While it's unusual for even a large city with multiple high schools to have more than a half dozen of its former high school graduates playing college baseball at one time, for a town the size of Tehachapi to have nearly that many, is extraordinary.
Five former Warriors' athletes will play baseball at a collegiate level this coming season, and among them is 2012 THS graduate Tyler Beardsley, who after spending two years at the College of Sequoias in Visalia will now head to Sacramento State to play ball while majoring in criminal justice.
During his sophomore year at COS, the 6-foot-4, 205-pound pitcher helped the Giants to their first conference title since 2001, going all the way to state finals and making a final four appearance for the first time since 1997.
Named 2014 2nd Team All-Conference, Beardsley started in 15 games in 2014 for the Giants, finishing the season with a 5-4 record and a 4.03 ERA. He also posted 55 strike outs to just 17 walks over 80.1 inning of work.
And while he is looking forward to playing for the Hornets, he will miss paying alongside Warriors and Giants' teammate Ross Feely, who will start his junior year playing baseball at Bellevue University in Nebraska where he will major in psychology.
“I am definitely going to miss playing with Ross,” Beardsley said. “We have created so many great memories these past two years and we will talk about them for the rest of our lives.”
Graduating alongside his teammate in 2012, Feely helped lift the Warriors to a 2009 South Sequoia League title and was named first team All-SSL in his junior and senior years, as well as receiving an honorable mention in his junior and senior year.
Feely was also selected 2013 and 2014 All-Conference in the Central Valley, and won a Gold Glove award in both years as well, one year after being voted the Giants’ MVP.
Also named1st Team All-Conference Gold Glove Captain in 2014, Feely finished the season third overall in the Central Valley Conference, with a .363 average, to go along with 18 RBIs and a team second-best on base percentage of .491.
Following in his brother’s footsteps, Reid Feeley, a 2014 Tehachapi High School graduate, will begin playing for the Giants this fall.
Feely helped Mountain Baseball to its first Southeast Yosemite League title since 2007 this past season, one year after helping the Warriors take second in the CIF Valley Finals.
Besides playing baseball all four years at THS, including 2-1/2 seasons at the varsity level, Feely — like his older brother — was also a four-year cross country runner.
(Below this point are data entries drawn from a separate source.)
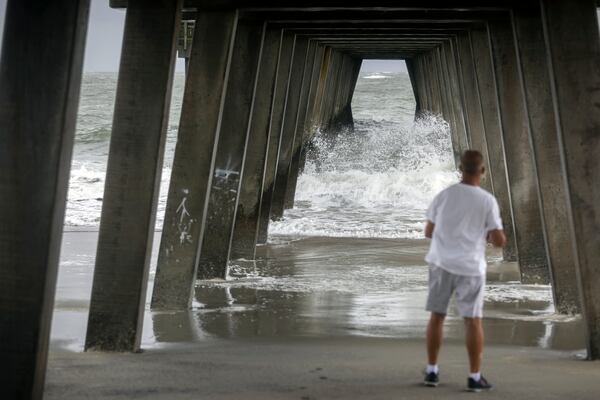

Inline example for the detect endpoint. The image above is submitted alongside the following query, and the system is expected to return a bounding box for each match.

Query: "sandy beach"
[46,231,600,399]
[46,337,600,400]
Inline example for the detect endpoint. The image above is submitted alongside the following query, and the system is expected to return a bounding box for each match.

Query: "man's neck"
[461,175,481,186]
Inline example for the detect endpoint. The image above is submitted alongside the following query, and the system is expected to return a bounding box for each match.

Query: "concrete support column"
[284,41,317,209]
[514,7,580,314]
[404,59,423,119]
[489,18,550,284]
[294,44,325,175]
[434,48,461,168]
[318,49,342,129]
[304,44,326,134]
[231,28,282,260]
[442,40,470,155]
[457,33,494,193]
[541,0,600,359]
[471,29,517,261]
[271,37,308,220]
[256,33,296,244]
[417,56,433,112]
[152,12,237,309]
[197,20,266,279]
[0,0,89,399]
[283,41,317,209]
[85,0,182,351]
[429,50,446,116]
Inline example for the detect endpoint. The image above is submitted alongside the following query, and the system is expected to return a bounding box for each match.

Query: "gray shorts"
[426,265,485,318]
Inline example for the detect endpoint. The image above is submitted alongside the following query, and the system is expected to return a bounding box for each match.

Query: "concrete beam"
[457,33,494,193]
[489,18,550,284]
[0,0,89,399]
[471,29,517,261]
[271,38,308,220]
[152,12,237,309]
[541,0,600,359]
[405,59,423,119]
[197,20,266,279]
[284,41,317,209]
[257,33,296,244]
[85,0,182,351]
[231,28,283,260]
[514,7,580,314]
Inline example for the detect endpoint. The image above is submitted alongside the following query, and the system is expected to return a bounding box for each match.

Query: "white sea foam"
[269,111,458,238]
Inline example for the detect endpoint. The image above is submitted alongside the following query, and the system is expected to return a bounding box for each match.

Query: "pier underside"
[0,0,600,398]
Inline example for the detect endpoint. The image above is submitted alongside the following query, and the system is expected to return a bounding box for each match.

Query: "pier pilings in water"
[85,0,181,351]
[0,0,90,399]
[0,0,600,398]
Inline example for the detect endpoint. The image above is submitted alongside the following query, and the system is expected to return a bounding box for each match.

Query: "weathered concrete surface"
[457,33,494,193]
[489,17,550,284]
[46,337,600,400]
[86,0,182,351]
[0,0,89,399]
[271,37,308,220]
[433,48,462,168]
[256,33,296,244]
[231,29,282,260]
[542,0,600,359]
[441,41,469,154]
[283,40,317,209]
[471,25,517,261]
[152,12,237,309]
[197,20,266,279]
[405,59,424,118]
[514,7,580,314]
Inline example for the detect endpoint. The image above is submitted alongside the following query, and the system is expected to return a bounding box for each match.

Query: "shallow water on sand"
[52,232,584,350]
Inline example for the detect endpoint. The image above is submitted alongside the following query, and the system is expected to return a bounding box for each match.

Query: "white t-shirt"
[425,183,502,276]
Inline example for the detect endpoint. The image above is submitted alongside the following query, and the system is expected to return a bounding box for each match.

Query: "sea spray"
[269,115,458,238]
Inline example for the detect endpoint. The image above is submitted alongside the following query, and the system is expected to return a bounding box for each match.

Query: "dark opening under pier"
[0,0,600,399]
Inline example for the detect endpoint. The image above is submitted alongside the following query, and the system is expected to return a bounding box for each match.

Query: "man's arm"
[425,221,435,239]
[487,229,506,247]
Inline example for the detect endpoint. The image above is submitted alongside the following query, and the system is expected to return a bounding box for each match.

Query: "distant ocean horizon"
[65,71,456,238]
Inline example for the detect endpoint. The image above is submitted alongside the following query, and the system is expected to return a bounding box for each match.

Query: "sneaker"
[423,372,440,387]
[467,376,494,392]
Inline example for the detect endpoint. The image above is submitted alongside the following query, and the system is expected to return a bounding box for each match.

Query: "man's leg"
[465,318,483,374]
[427,312,446,365]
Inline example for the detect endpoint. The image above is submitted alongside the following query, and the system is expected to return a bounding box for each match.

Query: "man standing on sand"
[424,150,506,392]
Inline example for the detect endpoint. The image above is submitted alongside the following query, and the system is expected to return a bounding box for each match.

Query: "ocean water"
[269,72,458,238]
[52,72,584,351]
[65,73,457,238]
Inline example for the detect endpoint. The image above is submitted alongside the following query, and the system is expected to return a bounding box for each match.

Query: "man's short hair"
[460,150,483,175]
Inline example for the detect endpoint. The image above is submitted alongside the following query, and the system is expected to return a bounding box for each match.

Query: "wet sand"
[45,336,600,400]
[46,232,600,400]
[51,232,584,351]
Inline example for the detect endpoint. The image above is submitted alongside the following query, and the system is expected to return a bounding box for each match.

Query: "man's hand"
[487,229,506,247]
[425,221,435,239]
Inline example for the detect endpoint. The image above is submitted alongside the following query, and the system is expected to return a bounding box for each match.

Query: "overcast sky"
[0,0,600,72]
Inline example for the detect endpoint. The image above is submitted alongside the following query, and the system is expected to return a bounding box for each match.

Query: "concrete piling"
[197,20,266,279]
[514,7,580,314]
[152,11,238,309]
[283,41,317,209]
[471,28,517,261]
[489,17,550,284]
[256,33,296,244]
[85,0,182,351]
[0,0,600,390]
[541,0,600,359]
[231,28,282,260]
[457,32,494,193]
[0,0,90,399]
[271,37,308,220]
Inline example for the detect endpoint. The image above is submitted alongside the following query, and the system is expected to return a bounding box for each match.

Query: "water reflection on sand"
[52,232,584,350]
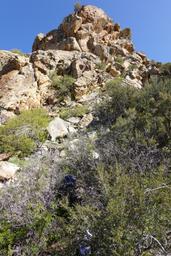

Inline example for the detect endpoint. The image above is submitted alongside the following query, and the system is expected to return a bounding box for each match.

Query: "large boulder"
[47,117,69,141]
[0,161,20,181]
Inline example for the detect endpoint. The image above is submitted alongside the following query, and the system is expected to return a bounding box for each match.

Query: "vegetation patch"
[0,109,49,156]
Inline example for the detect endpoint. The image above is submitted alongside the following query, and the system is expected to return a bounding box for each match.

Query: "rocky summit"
[0,5,157,117]
[0,4,171,256]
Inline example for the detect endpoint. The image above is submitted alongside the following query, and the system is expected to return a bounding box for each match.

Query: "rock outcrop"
[0,5,157,116]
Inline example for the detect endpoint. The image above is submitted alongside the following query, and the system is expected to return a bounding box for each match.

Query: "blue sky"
[0,0,171,62]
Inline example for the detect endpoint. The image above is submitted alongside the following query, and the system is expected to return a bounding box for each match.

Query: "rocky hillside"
[0,5,171,256]
[0,6,157,117]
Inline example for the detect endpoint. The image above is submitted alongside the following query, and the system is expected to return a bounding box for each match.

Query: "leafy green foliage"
[96,62,106,70]
[0,109,49,156]
[0,78,171,256]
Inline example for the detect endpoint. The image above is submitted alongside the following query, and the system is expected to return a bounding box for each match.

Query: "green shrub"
[96,62,106,70]
[60,105,89,119]
[0,109,49,156]
[50,73,75,101]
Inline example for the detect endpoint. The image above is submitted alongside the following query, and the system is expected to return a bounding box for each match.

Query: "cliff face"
[0,5,157,118]
[0,6,171,256]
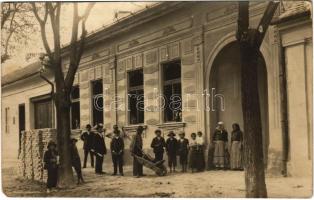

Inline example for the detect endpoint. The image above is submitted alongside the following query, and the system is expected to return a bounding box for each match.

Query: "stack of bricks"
[18,129,56,182]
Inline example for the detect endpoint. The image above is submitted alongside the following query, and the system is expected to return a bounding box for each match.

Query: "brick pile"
[18,129,56,182]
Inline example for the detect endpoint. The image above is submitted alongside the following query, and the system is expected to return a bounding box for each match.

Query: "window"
[92,80,104,126]
[71,86,80,129]
[128,69,144,124]
[163,61,182,122]
[34,98,52,129]
[4,107,10,133]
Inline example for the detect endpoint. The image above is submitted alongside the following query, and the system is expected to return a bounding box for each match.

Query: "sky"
[1,2,155,75]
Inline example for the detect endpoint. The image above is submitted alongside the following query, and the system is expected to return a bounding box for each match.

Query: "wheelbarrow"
[132,152,167,176]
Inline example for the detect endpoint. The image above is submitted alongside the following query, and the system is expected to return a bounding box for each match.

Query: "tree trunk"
[55,89,74,188]
[240,42,267,198]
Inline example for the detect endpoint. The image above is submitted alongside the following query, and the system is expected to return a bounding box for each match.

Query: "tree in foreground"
[236,1,279,198]
[31,2,95,187]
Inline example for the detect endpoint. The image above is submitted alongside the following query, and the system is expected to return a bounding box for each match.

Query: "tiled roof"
[279,1,311,19]
[1,61,41,86]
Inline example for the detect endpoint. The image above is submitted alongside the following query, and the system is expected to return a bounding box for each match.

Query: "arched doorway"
[209,42,269,164]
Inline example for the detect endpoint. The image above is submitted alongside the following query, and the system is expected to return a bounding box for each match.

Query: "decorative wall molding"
[117,18,193,52]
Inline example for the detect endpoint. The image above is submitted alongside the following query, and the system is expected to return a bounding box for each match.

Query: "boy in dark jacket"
[178,131,189,172]
[166,131,178,173]
[81,124,95,168]
[93,124,107,174]
[71,138,84,184]
[150,129,166,162]
[110,131,124,176]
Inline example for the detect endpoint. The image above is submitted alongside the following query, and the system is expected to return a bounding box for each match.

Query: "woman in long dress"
[230,123,243,170]
[212,122,228,169]
[196,131,205,172]
[189,133,198,173]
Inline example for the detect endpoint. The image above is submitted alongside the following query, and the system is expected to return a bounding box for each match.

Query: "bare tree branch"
[31,2,52,58]
[65,3,95,88]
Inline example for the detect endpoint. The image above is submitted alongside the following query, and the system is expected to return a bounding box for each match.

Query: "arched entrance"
[208,42,269,164]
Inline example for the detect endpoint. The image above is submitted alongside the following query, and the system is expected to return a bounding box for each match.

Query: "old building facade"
[2,2,312,175]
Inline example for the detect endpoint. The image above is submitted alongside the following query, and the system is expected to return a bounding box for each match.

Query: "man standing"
[166,131,178,173]
[150,129,166,162]
[110,130,124,176]
[131,126,144,178]
[93,124,107,174]
[81,124,95,168]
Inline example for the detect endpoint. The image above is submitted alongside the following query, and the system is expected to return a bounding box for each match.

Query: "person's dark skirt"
[168,153,177,168]
[195,146,205,171]
[95,154,104,174]
[47,167,58,189]
[189,146,197,171]
[230,141,243,170]
[207,144,215,170]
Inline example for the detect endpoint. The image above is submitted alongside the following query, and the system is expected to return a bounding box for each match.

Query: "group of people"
[44,122,243,191]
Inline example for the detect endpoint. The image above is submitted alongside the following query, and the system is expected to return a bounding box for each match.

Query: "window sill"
[123,124,147,132]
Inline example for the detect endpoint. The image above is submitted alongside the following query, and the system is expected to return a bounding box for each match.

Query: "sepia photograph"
[0,0,313,198]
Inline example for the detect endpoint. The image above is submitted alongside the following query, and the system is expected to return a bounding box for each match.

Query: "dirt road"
[2,167,312,197]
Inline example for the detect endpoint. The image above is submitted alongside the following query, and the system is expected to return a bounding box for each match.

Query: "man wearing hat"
[150,129,166,162]
[81,124,95,168]
[212,122,228,169]
[44,141,59,193]
[166,131,178,173]
[130,126,144,178]
[110,129,124,176]
[71,138,84,184]
[178,131,189,172]
[92,124,107,174]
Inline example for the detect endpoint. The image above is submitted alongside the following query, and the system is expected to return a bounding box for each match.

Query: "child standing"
[150,129,166,162]
[178,131,189,172]
[44,141,59,193]
[71,138,84,184]
[166,131,178,173]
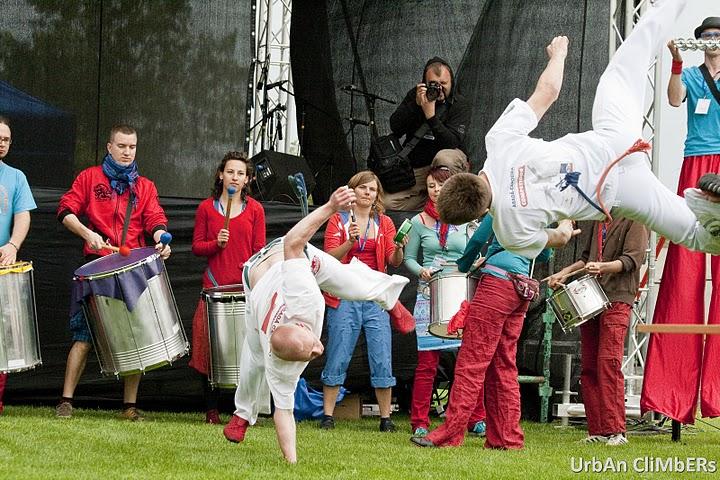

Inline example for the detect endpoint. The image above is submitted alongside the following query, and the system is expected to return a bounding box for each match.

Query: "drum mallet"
[220,186,237,248]
[673,38,720,50]
[160,232,172,248]
[350,208,359,240]
[103,242,130,257]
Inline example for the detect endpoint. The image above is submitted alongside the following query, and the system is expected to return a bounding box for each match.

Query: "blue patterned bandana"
[103,153,140,195]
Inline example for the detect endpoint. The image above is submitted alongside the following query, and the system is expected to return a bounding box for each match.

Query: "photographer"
[385,57,470,210]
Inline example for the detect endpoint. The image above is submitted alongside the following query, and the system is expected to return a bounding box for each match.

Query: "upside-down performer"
[438,0,720,258]
[224,187,412,463]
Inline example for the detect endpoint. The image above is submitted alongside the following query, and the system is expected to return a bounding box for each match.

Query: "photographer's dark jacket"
[390,57,471,168]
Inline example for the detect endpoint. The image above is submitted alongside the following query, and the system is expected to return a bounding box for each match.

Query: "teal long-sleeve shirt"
[457,214,553,278]
[405,214,467,276]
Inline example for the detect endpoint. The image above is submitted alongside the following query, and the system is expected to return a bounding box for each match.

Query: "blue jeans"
[320,300,395,388]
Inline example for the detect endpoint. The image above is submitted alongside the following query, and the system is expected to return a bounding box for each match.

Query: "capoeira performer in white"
[224,187,414,463]
[438,0,720,258]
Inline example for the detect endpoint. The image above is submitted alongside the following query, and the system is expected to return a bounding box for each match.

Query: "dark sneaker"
[120,407,145,422]
[413,427,430,437]
[605,433,628,447]
[410,437,435,448]
[580,435,610,445]
[698,173,720,197]
[223,415,250,443]
[320,415,335,430]
[55,402,72,418]
[470,420,485,437]
[380,418,397,432]
[205,408,222,425]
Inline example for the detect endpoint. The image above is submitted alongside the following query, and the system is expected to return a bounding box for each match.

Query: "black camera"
[425,81,442,102]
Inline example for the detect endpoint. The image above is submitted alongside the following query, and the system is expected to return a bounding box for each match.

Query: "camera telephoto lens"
[425,82,442,102]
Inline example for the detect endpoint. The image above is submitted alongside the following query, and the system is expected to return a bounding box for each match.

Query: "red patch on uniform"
[517,165,527,207]
[310,256,320,275]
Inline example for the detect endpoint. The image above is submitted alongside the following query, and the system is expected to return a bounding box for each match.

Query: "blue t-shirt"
[458,214,553,278]
[682,67,720,157]
[0,161,37,245]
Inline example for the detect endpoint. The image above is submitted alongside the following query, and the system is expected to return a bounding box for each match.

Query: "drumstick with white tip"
[220,186,237,248]
[103,242,130,257]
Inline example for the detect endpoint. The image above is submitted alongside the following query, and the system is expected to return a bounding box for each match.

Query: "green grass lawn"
[0,406,720,480]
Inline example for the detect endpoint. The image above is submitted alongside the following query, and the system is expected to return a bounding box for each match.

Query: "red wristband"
[670,60,682,75]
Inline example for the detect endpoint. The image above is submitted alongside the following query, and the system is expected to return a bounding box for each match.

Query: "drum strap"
[206,267,220,287]
[120,190,135,246]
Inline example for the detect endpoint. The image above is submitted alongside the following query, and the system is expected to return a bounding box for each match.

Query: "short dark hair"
[437,173,491,225]
[212,150,254,200]
[108,123,137,143]
[428,165,452,184]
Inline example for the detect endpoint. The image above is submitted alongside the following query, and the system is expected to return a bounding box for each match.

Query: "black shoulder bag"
[368,123,430,193]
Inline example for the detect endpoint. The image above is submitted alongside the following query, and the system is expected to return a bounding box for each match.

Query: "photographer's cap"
[695,17,720,38]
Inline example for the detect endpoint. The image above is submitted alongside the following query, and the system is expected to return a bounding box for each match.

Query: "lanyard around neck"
[358,214,372,252]
[214,198,247,216]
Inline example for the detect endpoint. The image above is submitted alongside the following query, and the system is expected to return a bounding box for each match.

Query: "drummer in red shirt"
[190,152,265,424]
[55,124,170,421]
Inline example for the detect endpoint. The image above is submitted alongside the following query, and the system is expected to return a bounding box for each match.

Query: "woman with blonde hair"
[320,170,406,432]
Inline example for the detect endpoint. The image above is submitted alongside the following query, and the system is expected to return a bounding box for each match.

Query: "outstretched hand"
[668,40,682,62]
[545,35,570,58]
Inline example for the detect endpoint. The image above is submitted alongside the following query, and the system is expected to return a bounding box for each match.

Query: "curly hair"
[212,151,254,201]
[437,173,491,225]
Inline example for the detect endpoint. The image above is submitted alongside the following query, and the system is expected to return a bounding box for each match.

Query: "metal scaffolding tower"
[245,0,300,156]
[609,0,662,414]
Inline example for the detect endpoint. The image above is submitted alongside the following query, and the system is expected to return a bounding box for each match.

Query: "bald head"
[437,173,491,225]
[270,322,323,362]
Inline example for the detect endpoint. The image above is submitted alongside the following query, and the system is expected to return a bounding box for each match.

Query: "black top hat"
[695,17,720,38]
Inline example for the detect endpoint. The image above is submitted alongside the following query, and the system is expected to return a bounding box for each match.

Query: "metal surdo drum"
[0,262,42,373]
[203,285,245,388]
[547,275,610,333]
[73,247,189,376]
[428,269,477,339]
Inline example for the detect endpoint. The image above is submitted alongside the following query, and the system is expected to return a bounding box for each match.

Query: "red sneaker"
[223,415,250,443]
[205,408,222,425]
[388,301,415,334]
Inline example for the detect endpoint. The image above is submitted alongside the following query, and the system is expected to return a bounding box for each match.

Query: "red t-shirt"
[192,197,265,288]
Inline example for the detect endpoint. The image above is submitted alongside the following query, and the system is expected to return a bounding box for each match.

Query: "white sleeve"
[265,355,308,410]
[493,217,548,258]
[485,98,538,159]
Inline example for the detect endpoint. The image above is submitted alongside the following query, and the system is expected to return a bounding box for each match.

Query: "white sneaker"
[684,188,720,237]
[606,433,628,447]
[580,435,610,444]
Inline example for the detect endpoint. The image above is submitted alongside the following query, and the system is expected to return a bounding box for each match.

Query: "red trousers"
[410,350,485,432]
[580,302,631,435]
[0,373,7,413]
[640,155,720,423]
[427,275,528,449]
[188,299,210,376]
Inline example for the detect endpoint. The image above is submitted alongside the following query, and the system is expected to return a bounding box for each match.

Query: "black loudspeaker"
[251,150,315,203]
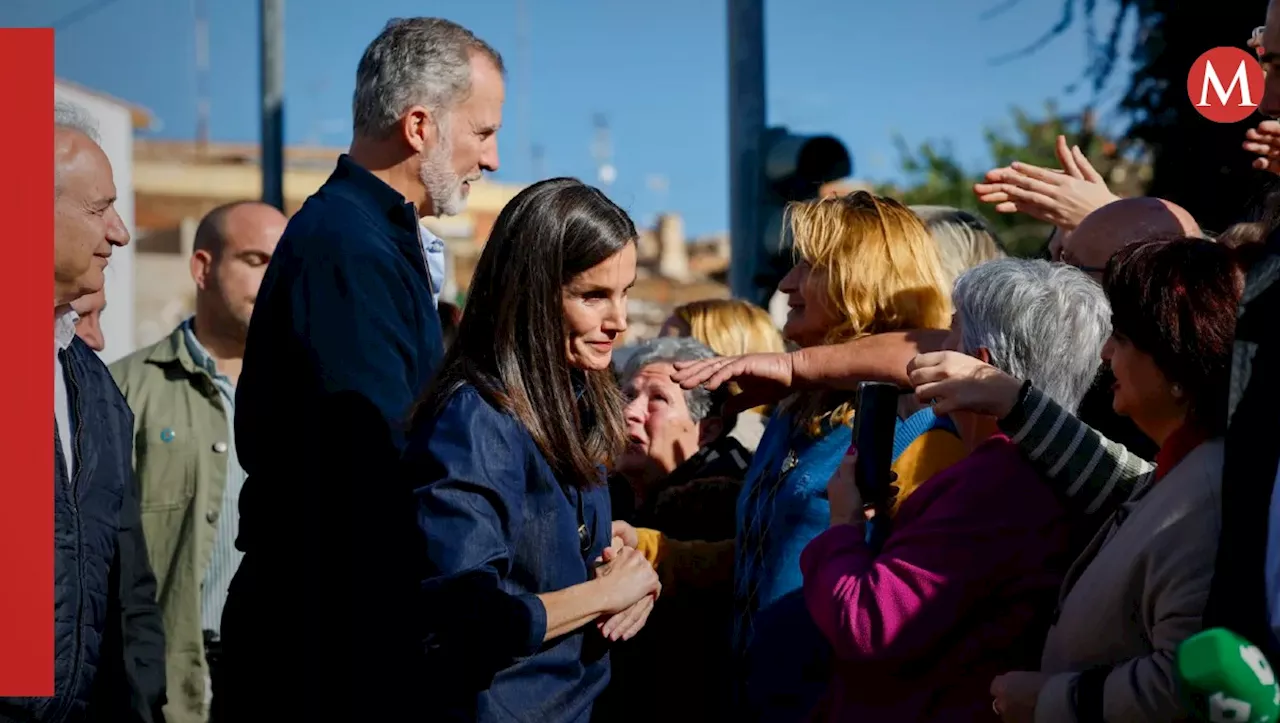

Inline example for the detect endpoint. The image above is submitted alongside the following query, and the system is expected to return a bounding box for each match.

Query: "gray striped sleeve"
[1000,386,1155,514]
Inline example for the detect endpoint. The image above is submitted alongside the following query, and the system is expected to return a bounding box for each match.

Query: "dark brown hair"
[415,178,636,488]
[1102,237,1244,434]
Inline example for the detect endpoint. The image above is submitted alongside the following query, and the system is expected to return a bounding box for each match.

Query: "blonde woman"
[614,192,965,720]
[659,298,786,445]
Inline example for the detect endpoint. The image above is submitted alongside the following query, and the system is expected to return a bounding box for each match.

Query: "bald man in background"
[111,201,287,723]
[1055,197,1201,275]
[1053,197,1201,461]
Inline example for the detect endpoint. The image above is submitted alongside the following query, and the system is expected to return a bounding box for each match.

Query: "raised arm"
[909,352,1153,514]
[673,329,948,412]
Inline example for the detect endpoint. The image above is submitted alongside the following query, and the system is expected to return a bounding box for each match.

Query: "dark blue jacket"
[0,338,165,723]
[404,385,612,723]
[212,156,442,720]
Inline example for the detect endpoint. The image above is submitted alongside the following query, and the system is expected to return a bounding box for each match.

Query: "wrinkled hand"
[991,672,1048,723]
[973,136,1119,232]
[906,352,1023,418]
[1244,120,1280,175]
[671,353,795,413]
[827,447,867,527]
[613,520,640,548]
[595,545,662,641]
[595,548,662,616]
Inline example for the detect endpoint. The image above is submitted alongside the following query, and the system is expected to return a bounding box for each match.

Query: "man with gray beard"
[211,18,504,722]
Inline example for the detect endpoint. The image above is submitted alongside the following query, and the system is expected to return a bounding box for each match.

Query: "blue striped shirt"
[182,319,246,632]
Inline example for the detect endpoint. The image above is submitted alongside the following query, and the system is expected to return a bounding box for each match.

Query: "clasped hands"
[595,527,662,641]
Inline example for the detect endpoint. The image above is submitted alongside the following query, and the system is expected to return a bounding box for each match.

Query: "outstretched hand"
[1244,120,1280,175]
[906,352,1023,418]
[672,353,795,415]
[973,136,1119,232]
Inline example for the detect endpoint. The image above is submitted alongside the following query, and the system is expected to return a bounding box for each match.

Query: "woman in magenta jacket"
[800,258,1110,723]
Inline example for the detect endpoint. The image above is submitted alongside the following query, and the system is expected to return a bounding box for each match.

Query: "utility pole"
[259,0,284,211]
[727,0,854,307]
[726,0,765,301]
[192,0,210,156]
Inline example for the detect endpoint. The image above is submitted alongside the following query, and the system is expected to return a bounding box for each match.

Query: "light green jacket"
[110,326,230,723]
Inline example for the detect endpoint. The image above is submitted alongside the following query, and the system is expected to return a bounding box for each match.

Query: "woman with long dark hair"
[404,179,659,723]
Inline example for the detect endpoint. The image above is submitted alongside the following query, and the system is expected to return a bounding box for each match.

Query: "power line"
[49,0,116,31]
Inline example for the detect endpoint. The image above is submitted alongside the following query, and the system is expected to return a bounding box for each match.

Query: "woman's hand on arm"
[672,329,948,412]
[906,352,1023,418]
[538,548,662,640]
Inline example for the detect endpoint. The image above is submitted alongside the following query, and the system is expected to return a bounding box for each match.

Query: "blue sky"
[12,0,1119,234]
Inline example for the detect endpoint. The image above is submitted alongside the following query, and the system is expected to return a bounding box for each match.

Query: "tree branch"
[978,0,1023,22]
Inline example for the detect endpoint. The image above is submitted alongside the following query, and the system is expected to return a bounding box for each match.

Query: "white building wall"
[50,84,136,363]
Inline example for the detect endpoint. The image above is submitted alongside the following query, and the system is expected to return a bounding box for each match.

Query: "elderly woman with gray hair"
[911,206,1007,283]
[595,337,751,722]
[800,258,1111,723]
[609,337,751,540]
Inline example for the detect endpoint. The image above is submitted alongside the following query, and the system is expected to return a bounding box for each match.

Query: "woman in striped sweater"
[910,238,1243,723]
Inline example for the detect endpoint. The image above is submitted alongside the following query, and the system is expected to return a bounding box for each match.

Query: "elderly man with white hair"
[8,104,165,723]
[800,258,1111,723]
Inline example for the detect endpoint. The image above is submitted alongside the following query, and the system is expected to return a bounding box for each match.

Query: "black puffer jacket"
[0,338,165,723]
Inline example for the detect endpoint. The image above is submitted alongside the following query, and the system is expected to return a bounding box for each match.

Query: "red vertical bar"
[0,28,54,696]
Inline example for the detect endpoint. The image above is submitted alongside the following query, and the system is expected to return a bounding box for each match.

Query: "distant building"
[133,139,520,346]
[50,79,151,362]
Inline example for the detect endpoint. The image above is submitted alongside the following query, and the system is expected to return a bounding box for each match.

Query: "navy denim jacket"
[404,385,612,723]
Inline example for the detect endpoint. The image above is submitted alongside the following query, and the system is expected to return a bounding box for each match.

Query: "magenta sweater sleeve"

He was also named to the 2nd team SEYL in 2013, 1st team SEYL in 2014, and received an honorable mention for Kern County in 2014, while appearing in the 2014 Kern County All-Star game.
Finally, former THS pitcher Justin Hedberg and outfielder Travis Tessandori who graduated from Tehachapi in 2012, are also moving on to four-year colleges to play baseball this coming season.
After redshirting in his first year at Taft College, Hedberg will play with the Simpson University Redhawks, an NAIA affiliate in Redding.
Hedberg was the Warriors' top pitcher during his junior and senior seasons, finishing with 80 strikeouts over 91 innings of work, and earning 2nd team All-South Sequoia League honors both years.
Tessandori meanwhile, who played for Taft College for two seasons, will begin his first year at Mobile University in Alabama where he will major in journalism.
The speedy outfielder was 2nd team All-League in his junior year, and All-Area and 1st team selection in his senior year at THS while breaking THS baseball coach Chris Olofson's single season steals record with 39 bases taken.
Tessandori appeared in 34 games with the Cougars in 2014, batting .285 with 37 hits and 10 RBIs, while stealing 11 bases, and was named the Cougars’ MVP and 2nd team All-CVC in his freshman year, as well as receiving an honorable mention in his sophomore year.
He also earned a Gold Glove both years while at Taft, and said that beyond all that, what he remembers most, was stepping up to the plate as the first batter in a game against Beardsley.
“Tyler threw me about 15 pitches and I continuously fouled them off,” he said. “With a full count he threw me a pitch that I swear was a foot outside, but the umpire called it a strike, anyways.”
To this day Beardsley swears it was a strike, but Tessandori thinks deep down his old friend knows that he walked him.
“I'm still bitter about it,” Tessandori said. “Striking out is never fun, but knowing it was my old teammate that I have seen grow in the game was pretty cool. It reminded me why I play the game, really.”